Altogether, unemployment rates rose in more than half the states, 26, and the District of Columbia, from July, the Labor Department said. They were stagnant in many places, with 12 states reporting no change in their rates and another 12 reporting drops.
As the jobs market languishes, President Barack Obama is promoting an amalgam of proposed infrastructure and schools spending measures along with a jobs training program and series of tax breaks in a $447 billion stimulus plan.
With the U.S. unemployment rate stuck above 9 percent, jobs are at the top of the agenda for most federal and elected leaders as the 2012 election season gets going.
It is difficult for any state economy to establish positive momentum while the nation's jobs growth picture remains sluggish, Jay Rowell, director of the Illinois Employment Department, said in a statement.
The jobless rate in Illinois was 9.9 percent in August.
Under the plan, the American Jobs Act, the 10 states with the highest unemployment rates could receive up to $35.4 billion in formula and competitive grants to repair roads and public transit, hire teachers and emergency personnel, refurbish houses, and modernize community colleges.
Nevada would qualify for up to $1.3 billion if it received all competitive grant money that would be available to it, along with funds to be distributed among the states by formula.
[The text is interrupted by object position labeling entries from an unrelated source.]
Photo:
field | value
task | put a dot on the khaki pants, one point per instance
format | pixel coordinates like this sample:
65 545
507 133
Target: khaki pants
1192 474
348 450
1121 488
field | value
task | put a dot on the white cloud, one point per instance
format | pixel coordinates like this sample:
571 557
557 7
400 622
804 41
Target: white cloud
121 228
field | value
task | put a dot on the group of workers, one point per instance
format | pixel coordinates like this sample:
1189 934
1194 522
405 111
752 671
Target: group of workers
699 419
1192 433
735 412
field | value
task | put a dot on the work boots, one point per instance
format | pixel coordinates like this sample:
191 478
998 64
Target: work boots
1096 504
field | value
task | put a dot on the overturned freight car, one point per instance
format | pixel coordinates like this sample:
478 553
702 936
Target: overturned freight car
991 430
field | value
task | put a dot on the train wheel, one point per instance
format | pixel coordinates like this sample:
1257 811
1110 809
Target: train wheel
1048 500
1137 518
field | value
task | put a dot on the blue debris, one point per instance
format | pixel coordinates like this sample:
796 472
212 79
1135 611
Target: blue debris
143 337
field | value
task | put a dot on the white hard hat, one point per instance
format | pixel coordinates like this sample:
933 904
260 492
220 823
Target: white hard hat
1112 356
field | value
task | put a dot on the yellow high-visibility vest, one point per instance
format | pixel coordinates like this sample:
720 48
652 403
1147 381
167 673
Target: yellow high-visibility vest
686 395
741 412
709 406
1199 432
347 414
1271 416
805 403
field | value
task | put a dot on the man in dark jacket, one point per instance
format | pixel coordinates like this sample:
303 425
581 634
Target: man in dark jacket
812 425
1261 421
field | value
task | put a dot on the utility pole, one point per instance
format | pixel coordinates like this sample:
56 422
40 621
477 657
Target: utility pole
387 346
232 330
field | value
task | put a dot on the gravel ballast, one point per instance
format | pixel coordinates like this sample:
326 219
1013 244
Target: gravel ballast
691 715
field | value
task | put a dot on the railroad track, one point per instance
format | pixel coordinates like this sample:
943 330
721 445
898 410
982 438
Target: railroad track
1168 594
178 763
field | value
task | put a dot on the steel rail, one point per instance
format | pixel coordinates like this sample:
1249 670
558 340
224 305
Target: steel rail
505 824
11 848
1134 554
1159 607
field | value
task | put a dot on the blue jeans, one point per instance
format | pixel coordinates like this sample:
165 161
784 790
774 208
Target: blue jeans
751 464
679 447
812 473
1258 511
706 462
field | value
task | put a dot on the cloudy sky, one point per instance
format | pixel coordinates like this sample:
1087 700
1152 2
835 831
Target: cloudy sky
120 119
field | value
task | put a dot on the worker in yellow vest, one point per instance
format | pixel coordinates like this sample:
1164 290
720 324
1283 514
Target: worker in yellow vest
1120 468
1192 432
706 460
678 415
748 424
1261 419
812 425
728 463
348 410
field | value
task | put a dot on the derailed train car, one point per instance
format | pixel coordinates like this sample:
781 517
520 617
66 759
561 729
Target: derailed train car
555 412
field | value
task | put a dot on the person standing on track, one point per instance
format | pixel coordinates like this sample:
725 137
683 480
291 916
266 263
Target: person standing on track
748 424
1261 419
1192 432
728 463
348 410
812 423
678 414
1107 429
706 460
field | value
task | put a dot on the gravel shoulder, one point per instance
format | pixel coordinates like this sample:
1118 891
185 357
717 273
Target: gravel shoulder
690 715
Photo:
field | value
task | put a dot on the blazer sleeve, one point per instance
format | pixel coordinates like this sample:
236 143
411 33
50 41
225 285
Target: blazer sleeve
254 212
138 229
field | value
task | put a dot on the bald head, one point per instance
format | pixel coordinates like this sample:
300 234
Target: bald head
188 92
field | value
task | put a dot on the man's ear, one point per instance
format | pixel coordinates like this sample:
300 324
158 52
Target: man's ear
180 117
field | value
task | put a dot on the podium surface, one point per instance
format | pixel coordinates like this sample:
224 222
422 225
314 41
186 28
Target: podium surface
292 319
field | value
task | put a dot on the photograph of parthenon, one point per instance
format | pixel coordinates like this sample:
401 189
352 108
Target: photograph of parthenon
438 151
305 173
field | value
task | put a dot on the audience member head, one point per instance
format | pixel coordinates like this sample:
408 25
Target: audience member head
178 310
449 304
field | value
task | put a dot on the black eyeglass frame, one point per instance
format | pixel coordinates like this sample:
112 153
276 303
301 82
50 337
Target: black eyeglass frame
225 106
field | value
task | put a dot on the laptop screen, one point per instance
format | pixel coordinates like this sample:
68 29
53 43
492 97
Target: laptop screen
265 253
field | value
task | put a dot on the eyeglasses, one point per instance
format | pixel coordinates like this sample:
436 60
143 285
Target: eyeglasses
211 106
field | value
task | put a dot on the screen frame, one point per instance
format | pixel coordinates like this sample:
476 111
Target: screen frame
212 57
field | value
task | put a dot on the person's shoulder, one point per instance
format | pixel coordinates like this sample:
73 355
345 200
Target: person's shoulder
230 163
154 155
A Reuters analysis finds the White House estimates 13,500 jobs in the state would be supported by the formula grants.
The other measures -- extending unemployment insurance, reforming jobless benefits, creating training for low-income youths and adults -- would affect 35,288 Nevadans.
Hit hard by the housing bust, Nevada has had the highest unemployment rate in the nation for more than a year. California is consistently second highest, and in August its rate rose to 12.1 percent from 12 percent in July.
For most of the recession, Michigan had the highest jobless rates. As the U.S. auto industry recovers, so too has the state. Still, its rate rose to 11.2 percent in August from 10.9 percent in July.
With the recent slowdown in the national economy, Michigan's unemployment rate has edged upward since April, but still remains below 2010 levels, said Rick Waclawek, director of the state's labor bureau, in a statement.
According to the Labor Department, Washington, D.C., South Carolina, Florida, Rhode Island, North Carolina, Mississippi and Georgia round out the top 10 of highest jobless rates, all of which are above 10 percent.
North Dakota continued in August to have the lowest unemployment rate, 3.5 percent, followed again by Nebraska and South Dakota, 4.7 percent. They were the only states in the nation to have jobless rates of less than 5 percent.